56. Drink plenty of water as thirst can be confused with hunger—jazz water up with ice, lemon or lime

57. Light beer instead of regular will save some calories

58. Alcohol-free beer and wine will save some calories

59. Cook healthy meals as opposed to dining out

60. Easy on creamy dressings and sauces

61. Order dressing on the side with salad, so it is not drowned in needless calories

62. Incorporate Mediterranean-style diet and other healthy ethnic foods—Japanese, Italian (careful, not too much pasta!), Greek, etc.—as Western diet alternatives

63. Shake it up by eating a wide variety of different foods as diversification will enhance proper nutrition and please the palate

64. Shop the periphery of the supermarket since this is where the fresh foods are located

65. Farmer’s market as alternative to supermarket

66. Eat local—good for us and our environment

67. Eat mostly plants, especially leaves, as they are a great source of antioxidants, phyto-chemicals, fiber and omega 3-essential fatty acids.

68. Anything that grows on a tree or in the soil is generally healthy and nutritious

69. Anything that is naturally colorful is good

70. Artificial colors and dyes are best suited on palettes and canvasses, not in our bodies

71. Try to eat foods fertilized by organic fertilizers

72. Try to eat meals with your family or friends at a table in the kitchen or dining room, not in the car, while reading or while watching TV

73. Eat slowly, deliberately and mindfully

74. To slow yourself down, use a fork and knife to eat foods that you would normally pick up with your fingers—sandwiches, pizza, etc.

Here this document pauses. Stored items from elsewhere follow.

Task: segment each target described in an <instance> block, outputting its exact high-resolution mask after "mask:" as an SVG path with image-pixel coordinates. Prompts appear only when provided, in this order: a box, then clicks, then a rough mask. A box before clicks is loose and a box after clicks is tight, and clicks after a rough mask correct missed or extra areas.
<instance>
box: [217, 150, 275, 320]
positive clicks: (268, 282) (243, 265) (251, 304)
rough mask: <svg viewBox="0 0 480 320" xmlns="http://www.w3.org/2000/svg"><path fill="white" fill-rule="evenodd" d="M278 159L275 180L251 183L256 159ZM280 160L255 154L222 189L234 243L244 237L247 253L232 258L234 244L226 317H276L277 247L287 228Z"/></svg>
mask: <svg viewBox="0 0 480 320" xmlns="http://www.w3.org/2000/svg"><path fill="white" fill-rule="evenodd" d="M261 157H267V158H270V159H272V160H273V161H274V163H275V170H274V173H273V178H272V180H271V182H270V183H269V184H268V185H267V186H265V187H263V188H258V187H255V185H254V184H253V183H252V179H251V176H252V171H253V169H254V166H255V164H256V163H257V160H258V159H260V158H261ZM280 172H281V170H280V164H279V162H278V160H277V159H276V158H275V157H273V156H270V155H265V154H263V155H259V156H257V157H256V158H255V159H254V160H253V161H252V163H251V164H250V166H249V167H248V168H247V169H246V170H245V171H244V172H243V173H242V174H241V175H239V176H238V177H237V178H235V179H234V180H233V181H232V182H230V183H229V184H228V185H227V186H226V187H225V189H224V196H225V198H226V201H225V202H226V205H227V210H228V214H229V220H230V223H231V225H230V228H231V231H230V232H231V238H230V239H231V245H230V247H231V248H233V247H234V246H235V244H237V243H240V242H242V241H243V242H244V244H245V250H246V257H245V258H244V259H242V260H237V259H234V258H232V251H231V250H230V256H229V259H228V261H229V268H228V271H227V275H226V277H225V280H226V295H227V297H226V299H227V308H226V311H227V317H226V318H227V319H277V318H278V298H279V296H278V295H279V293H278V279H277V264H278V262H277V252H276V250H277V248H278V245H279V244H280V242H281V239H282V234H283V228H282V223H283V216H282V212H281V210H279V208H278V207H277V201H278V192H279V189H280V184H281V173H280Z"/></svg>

75. Very hot and very cold foods will slow you down

76. Use small plates and bowls to create illusion of having “more” on your plate

77. Use small utensils, such as lobster fork or child-sized spoon to help eat slowly and deliberately

78. Use chopsticks to really put on the eating brakes

79. Serve pasta prepared “seriously” al dente: I discovered this when my then 10-year-old daughter made pasta that was way undercooked and thus was very hard and chewy—pleasurably so—each bowtie requiring a great deal of chomping, slowing me down considerably and resulting in less consumption

80. Close the shop: brush your teeth after meals—this will help minimize mindless, between-meal snacking

81. Breath mints, chewing gum or sucking candy as substitute for eating

82. Eat as if you were dining with your cardiologist and dentist (or if you don’t have a cardiologist, this is someone who you just might need if you eat indiscriminately)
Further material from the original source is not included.